Telles sont les voies
droites par lesquelles le Seigneur a ramené le juste, au-dessus de
tout chemin, dans un éternel silence. Et c'est la quatrième des cinq
principales considérations formulées par le Sage
.
CHAPITRE XXXVI
COMMENT ON PEUT POSSÉDER LE DON DE SAGESSE
Afin que l'homme puisse
posséder ce don sublime dans toute sa perfection
il doit être pénétré intérieurement
d'un amour sans mesure
et tout inondé de saveur divine ;
il lui faut une considération claire
dans les œuvres qui prennent leur source
à l'abîme de simplicité.
De là naît l'admiration
des dons multiples
et de la richesse incompréhensible.
L'admiration fait
soupirer
et s'attacher par le désir
à la haute jouissance.
Ainsi l'homme doit
fixer son regard,
afin d'assouvir ses désirs
au-dessus de toute activité.
L'amour sans mesure
s'enflamme en tout son être
dans la fournaise de l'unité.
De là vient
liquéfaction
et entière immersion
dans les délices de la jouissance.
L'homme pénètre ainsi tout entier
et s'engloutit dans l'essence sans modes,
comme en un désert d'obscurité.
Là plus ni recevoir ni
donner,
ni exercice d'amour ;
c'est pure et absolue simplicité.
Mais il faut encore
vous faire connaître
ce qui fait tort et met obstacle
à la sagesse savoureuse.
Contempler sans prendre
garde
aux œuvres qui doivent en découler,
cela empêche le goût divin.
Ceux qui n'ont pas d'admiration
possèdent moins le désir
qui naît de l'impatience amoureuse.
Et l'amour sans mesure
les brûle d'autant moins
au plus intime du royaume de l'âme.
Tendre son regard vers ce qui est simple
sans ressentir l'ardeur d'amour,
cela empêche la haute pureté.
Je veux encore vous
révéler
ce qui cause la ruine
et la perte de la béatitude :
Il y a des gens ignorants et aveugles
qui errent çà et là,
à la recherche de satisfactions étrangères.
Ils regardent et
considèrent
de misérables et pauvres gains,
et prennent leur repos dans ce qui est vil.
C'est un amour pervers
qui affole leurs sens malheureux,
et aveugle la raison humaine.
Poursuivant un goût étranger,
ils ne sauraient atteindre ce lieu
où coulent les délices d'éternité.
C'est donc un grand
empêchement
pour recevoir la clarté éternelle
que de vivre sans pureté.
CHAPITRE XXXVII
DES CINQ ROYAUMES DE DIEU.
PREMIÈREMENT DU ROYAUME SENSIBLE
ET DU DERNIER JUGEMENT
La cinquième et
dernière considération formulée par le Sage est celle-ci : Et il lui
a montré le royaume de Dieu. Lorsque l'homme est entré en possession
des dons divins selon toute leur excellence, le royaume de Dieu lui
est montré de cinq manières : c'est d'abord un royaume extérieur et
sensible ; puis un royaume naturel ; ensuite le royaume des
Écritures ; le royaume de la grâce qui est au-dessus des Écritures
et au-dessus de la nature ; enfin le royaume de Dieu par excellence
qui est Dieu lui-même, au-dessus de la grâce et de la gloire.
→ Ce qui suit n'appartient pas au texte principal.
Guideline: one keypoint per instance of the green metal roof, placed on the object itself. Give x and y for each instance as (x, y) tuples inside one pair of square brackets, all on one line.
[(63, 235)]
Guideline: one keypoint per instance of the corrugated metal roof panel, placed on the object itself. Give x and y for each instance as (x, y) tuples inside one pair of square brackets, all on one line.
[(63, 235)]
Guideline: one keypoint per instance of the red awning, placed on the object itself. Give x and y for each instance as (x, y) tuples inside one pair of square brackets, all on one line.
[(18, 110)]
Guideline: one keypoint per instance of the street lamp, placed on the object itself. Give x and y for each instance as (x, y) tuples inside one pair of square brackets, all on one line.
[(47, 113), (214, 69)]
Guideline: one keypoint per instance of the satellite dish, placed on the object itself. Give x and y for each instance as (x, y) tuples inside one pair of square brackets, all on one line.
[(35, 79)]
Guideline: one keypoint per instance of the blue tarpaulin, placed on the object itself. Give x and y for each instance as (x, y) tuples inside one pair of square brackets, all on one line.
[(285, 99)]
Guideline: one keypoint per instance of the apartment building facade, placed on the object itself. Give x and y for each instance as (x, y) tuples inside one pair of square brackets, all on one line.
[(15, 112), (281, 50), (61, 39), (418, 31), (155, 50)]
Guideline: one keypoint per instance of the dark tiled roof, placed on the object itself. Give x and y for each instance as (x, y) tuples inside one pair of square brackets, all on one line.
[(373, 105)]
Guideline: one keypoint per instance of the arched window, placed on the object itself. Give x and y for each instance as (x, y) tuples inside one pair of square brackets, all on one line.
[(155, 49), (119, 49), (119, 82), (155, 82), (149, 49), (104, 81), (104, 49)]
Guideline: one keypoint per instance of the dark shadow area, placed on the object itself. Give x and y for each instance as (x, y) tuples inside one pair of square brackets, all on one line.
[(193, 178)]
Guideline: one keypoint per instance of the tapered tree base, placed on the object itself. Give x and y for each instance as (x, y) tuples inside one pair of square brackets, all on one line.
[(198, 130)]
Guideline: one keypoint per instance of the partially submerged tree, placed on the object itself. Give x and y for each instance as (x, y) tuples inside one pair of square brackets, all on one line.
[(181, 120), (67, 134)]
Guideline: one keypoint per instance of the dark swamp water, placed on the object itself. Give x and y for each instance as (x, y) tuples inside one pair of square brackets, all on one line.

Connaître ces divers royaumes d'une façon bien claire, c'est
posséder une vie commune
.
Au commencement de ce
livre, on a décrit le royaume extérieur et sensible, avec les quatre
éléments et les trois cieux, ainsi que la manière dont Dieu l'a
orné. Mais je dois vous dire maintenant quel ornement Dieu donnera à
ce royaume au dernier jour et comment il traitera les corps des
hommes après la résurrection.
À la fin des temps, le
feu pénétrera, engloutira et consumera tout ce qui est sur la terre.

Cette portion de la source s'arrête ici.